HSBC is expected to release first-half earnings tomorrow. The UK's largest bank by assets, which makes 45 per cent of its income in Asia, has been hurt by the slowdown in the region, on the concern that failing Asian banks will default on their loans.

Gilts are seen to be rising as economic reports fuel hopes that the Bank of England will keep interest rates on hold.

"Gilts will gain a further bit of support from a survey underlining the slump in manufacturing," said Neil Parker, a treasury economist at the Royal Bank of Scotland.

Yet investors "will keep one eye" on the rate meeting and "gains will be limited".

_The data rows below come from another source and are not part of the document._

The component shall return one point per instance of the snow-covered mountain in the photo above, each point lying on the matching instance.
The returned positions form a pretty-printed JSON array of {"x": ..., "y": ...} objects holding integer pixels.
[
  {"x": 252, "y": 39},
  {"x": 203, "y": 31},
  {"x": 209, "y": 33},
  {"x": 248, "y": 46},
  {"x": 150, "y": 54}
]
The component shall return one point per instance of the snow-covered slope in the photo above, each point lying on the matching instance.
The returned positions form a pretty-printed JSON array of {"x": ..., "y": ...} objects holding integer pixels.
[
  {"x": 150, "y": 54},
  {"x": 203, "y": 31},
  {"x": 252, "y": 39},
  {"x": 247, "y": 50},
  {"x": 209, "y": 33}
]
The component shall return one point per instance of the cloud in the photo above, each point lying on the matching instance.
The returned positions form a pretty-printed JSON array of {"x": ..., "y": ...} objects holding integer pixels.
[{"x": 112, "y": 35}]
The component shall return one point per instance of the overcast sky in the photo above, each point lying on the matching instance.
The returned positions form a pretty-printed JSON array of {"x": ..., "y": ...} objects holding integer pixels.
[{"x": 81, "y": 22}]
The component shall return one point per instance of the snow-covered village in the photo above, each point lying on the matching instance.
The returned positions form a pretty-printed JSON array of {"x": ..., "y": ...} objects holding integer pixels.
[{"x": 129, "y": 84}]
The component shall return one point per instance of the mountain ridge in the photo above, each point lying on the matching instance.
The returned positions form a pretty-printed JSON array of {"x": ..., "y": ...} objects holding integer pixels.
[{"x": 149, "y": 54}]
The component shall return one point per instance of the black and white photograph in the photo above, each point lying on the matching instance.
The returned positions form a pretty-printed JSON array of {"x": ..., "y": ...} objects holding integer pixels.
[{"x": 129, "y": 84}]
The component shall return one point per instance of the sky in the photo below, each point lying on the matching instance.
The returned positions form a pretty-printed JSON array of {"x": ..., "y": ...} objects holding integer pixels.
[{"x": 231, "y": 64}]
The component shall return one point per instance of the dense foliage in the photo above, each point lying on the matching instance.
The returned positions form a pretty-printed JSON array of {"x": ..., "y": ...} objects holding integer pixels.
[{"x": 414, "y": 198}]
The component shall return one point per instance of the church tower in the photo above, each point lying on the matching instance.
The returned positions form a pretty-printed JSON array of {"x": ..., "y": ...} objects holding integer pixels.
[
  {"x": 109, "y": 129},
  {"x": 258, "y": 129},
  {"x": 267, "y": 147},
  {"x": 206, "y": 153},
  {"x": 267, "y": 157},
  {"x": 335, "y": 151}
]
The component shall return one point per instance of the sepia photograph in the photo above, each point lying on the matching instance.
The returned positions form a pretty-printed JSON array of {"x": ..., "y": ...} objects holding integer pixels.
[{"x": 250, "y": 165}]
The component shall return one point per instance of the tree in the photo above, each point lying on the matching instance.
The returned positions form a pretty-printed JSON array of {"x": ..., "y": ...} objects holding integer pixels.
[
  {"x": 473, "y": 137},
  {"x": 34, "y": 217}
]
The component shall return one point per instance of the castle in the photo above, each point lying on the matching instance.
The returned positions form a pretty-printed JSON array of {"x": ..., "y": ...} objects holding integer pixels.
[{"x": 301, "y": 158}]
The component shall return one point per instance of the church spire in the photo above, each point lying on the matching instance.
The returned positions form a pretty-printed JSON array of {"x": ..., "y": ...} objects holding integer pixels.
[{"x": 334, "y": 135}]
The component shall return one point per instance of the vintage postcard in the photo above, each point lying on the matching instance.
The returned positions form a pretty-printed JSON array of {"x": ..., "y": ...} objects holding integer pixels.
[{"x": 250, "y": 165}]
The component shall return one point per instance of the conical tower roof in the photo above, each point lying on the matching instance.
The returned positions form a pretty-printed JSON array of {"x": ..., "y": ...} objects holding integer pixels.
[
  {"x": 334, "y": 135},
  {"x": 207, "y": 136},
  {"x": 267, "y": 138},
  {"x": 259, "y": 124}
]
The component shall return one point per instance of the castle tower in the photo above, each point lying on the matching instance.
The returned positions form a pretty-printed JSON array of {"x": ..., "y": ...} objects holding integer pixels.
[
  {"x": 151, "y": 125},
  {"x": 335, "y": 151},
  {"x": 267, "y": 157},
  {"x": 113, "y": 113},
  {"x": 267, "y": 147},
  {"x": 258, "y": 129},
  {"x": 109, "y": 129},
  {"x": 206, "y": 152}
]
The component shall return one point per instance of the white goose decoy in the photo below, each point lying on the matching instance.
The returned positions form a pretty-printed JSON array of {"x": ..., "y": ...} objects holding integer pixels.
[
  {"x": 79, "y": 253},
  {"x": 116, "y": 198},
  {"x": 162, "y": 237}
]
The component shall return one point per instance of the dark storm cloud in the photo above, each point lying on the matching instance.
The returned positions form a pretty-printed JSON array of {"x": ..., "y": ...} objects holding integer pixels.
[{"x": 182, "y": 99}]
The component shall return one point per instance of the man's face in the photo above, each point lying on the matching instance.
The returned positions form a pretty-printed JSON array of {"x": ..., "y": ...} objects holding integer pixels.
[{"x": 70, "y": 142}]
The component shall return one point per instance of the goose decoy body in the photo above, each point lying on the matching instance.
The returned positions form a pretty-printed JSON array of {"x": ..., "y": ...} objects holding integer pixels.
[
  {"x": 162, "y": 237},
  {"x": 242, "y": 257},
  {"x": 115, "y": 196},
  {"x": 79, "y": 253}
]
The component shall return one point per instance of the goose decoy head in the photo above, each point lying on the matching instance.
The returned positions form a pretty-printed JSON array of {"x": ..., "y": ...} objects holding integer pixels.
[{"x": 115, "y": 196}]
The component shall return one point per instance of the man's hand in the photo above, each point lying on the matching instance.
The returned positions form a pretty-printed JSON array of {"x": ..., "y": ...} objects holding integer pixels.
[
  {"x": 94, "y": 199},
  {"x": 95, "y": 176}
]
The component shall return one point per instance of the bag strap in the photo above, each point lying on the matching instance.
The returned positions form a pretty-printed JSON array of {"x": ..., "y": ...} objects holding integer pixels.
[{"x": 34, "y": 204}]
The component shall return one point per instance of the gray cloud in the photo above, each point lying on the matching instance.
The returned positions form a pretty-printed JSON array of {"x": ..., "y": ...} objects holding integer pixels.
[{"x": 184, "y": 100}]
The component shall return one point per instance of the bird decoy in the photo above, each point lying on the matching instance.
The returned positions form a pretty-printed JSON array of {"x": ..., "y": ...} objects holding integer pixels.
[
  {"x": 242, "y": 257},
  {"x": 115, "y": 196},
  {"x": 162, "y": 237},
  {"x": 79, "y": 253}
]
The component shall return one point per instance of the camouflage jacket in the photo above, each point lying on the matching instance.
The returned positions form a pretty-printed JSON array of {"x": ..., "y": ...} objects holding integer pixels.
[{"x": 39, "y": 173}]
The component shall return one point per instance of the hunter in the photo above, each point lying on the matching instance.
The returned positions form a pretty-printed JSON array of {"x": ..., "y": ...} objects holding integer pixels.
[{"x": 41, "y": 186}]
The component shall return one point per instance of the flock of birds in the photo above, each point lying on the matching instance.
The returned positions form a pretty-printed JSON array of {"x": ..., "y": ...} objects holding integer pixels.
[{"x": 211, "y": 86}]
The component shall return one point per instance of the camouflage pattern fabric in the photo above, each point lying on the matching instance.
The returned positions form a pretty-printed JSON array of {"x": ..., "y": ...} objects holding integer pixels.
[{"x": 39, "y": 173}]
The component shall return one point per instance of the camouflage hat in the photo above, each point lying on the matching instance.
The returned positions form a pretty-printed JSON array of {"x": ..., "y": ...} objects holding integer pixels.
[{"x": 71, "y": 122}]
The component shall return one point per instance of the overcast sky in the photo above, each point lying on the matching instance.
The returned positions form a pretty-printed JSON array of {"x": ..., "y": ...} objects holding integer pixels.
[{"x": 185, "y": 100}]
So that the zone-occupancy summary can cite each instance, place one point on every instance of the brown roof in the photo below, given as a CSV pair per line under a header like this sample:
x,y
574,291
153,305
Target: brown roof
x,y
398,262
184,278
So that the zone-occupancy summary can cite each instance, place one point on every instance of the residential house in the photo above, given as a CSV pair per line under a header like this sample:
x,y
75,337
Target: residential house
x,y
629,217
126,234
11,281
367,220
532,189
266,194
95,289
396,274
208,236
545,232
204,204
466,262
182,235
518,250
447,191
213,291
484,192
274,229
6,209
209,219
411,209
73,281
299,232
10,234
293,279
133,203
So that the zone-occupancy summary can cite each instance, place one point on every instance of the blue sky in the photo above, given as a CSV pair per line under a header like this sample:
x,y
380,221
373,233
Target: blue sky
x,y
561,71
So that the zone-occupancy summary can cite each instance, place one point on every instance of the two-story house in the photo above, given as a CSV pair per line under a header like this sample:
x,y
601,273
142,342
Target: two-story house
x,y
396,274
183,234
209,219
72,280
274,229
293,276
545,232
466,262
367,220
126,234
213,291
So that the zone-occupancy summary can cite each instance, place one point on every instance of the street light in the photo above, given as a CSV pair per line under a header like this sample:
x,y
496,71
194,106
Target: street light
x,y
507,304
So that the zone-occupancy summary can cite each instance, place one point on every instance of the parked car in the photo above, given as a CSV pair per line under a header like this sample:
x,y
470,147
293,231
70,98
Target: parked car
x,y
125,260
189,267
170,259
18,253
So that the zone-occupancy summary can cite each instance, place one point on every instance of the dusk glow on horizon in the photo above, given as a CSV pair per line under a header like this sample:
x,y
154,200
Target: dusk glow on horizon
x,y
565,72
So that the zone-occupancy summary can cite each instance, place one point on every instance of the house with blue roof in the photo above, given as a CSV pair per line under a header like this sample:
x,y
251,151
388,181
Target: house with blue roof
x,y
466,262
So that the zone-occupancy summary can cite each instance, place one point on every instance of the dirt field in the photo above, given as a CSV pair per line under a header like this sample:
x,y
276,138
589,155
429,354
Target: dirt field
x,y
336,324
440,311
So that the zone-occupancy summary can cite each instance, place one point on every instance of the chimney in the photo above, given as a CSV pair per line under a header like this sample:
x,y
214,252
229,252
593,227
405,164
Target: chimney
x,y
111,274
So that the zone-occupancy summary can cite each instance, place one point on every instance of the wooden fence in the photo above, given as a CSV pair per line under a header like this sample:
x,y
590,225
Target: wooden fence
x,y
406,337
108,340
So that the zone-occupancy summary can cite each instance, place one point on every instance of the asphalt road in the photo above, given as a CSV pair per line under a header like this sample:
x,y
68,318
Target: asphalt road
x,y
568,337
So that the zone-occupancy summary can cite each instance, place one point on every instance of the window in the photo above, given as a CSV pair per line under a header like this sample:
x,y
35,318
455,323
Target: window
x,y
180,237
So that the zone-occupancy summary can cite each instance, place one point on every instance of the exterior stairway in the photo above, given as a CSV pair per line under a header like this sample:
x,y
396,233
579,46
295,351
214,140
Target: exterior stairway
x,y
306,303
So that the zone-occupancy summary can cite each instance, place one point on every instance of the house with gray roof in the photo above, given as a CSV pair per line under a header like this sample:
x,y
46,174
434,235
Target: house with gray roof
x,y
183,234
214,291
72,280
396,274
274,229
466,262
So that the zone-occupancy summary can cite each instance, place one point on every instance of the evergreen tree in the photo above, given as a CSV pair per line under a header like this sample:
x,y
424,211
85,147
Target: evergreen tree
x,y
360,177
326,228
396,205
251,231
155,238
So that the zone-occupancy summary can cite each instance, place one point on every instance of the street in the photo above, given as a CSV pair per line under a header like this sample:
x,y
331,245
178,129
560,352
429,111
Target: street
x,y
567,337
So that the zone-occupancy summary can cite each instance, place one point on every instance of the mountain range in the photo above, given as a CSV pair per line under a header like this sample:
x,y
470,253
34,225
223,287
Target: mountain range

The monthly meeting of the Bank of England's Monetary Policy Committee begins on Wednesday, and all but four of 24 economists polled on Friday expect that rates will be left unchanged at 7.50 per cent.

Twenty of the 24 said rates have now peaked.

Even so, the rate meeting is "the big hurdle we have to get over next week", said Mark Wall, a UK economist at Deutsche Bank.

Analysts said this means gilts will be little affected by other reports due this week. These include a survey of service activity and figures for industrial production and narrow money supply.

"The feeling that interest rates have peaked is starting to feed through into the market," said Philip Uglow, a UK economist at Sakura Bank.

The benchmark 7.25 per cent 10-year government bond rose on Friday, pushing the yield down 5 basis points to 5.76 per cent, the lowest since 16 June.